El interrogatorio que practicó el capataz no arrojó luces sobre la identidad del interlocutor de los bucaneros. Es un rumor, decían los peones, como la neblina; aparece y se va. Entonces el amo pensó que el contacto más probable para oír un rumor de esos era el engendro Hariz, pues se pasaba demasiado tiempo con los caballos sin otros ojos sobre él. Pensó también en comerciar con los invasores y conceder la carne, pero no el cuero. Sin embargo un olor insoportable a rebelión se apoderó de su olfato político. Nadie podía andar por ahí reclamando propiedad sobre las cosas que eran suyas. Entonces mandó a buscar al sospechoso.
–Los haraposos de La Tortuga han estado hablando contigo – dijo, lanzando las palabras como los dados en una apuesta.
Hariz le clavó las pupilas y el primer latigazo fue para bajarle la frente. Los otros dos para obligarlo a hablar. Pero el único sonido fue el de los chasquidos.
En ese preciso momento, Gustavo, ocurrió algo muy imprevisto; se me ocurre pensar que tal vez Hariz sí tuvo conversaciones con los filibusteros y sabía qué estaba a punto de suceder.
El estallido del mosquete de cañón largo anunció la muerte y un capataz cayó al suelo, con el pecho perforado. A continuación el aire se llenó de alaridos y apareció a corta distancia el brillo de los alfanjes y las hachas. Los invasores venían bien informados. Corrieron abriéndose paso hacia la bodega de las pieles. No eran más de siete, pero tenían el aspecto de un centenar de diablos, con las caras pintadas de negro, las pecheras de cuero estampadas con sangre añeja, calzones anchos, piernas peladas y grandes bolsas en las espaldas. Su arma vencedora era la sorpresa, pero, antes de ella, un buen soplo.
El amo ordenó la retirada hacia la casa para aprovisionarse de armas, mientras desenvainaba su sable español de doble filo.
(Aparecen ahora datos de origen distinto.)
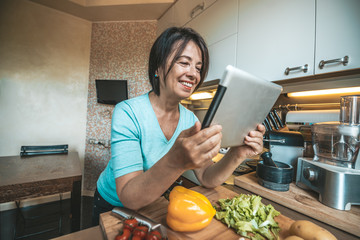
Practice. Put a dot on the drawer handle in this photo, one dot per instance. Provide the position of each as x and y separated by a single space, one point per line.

Antes de correr, alcanzó a ver en la cara de Hariz una inconfundible hilera de dientes negros formando la sonrisa que bien podría ser entendida como parte de la venganza de Hardan. El odio pudo más que el amor a sus pieles. Enfurecido, el patrón ordenó a tres peones sujetar al caribe beduino hasta inmovilizarlo, y botando una baba espesa por las comisuras de su boca blandió el sable hasta cortar en tres golpes el brazo derecho del engendro. Luego corrió hacia la casa, pero los bucaneros habían actuado con demasiada velocidad. Los alanos estaban sangrando en el suelo, la peonada de rodillas y las pieles reducidas a la mitad.
Hariz dio tan sólo dos alaridos de dolor antes de desmayarse. Los bucaneros le cauterizaron el miembro mutilado con brasas ardientes y se lo llevaron junto con las pieles.
Se salvó, Gustavo.
Medio año después, cuando dejó de sentir el dolor fantasma del brazo ausente les contó a sus nuevos hermanos que era zurdo. Festejaron con ron y costillas de cerdo.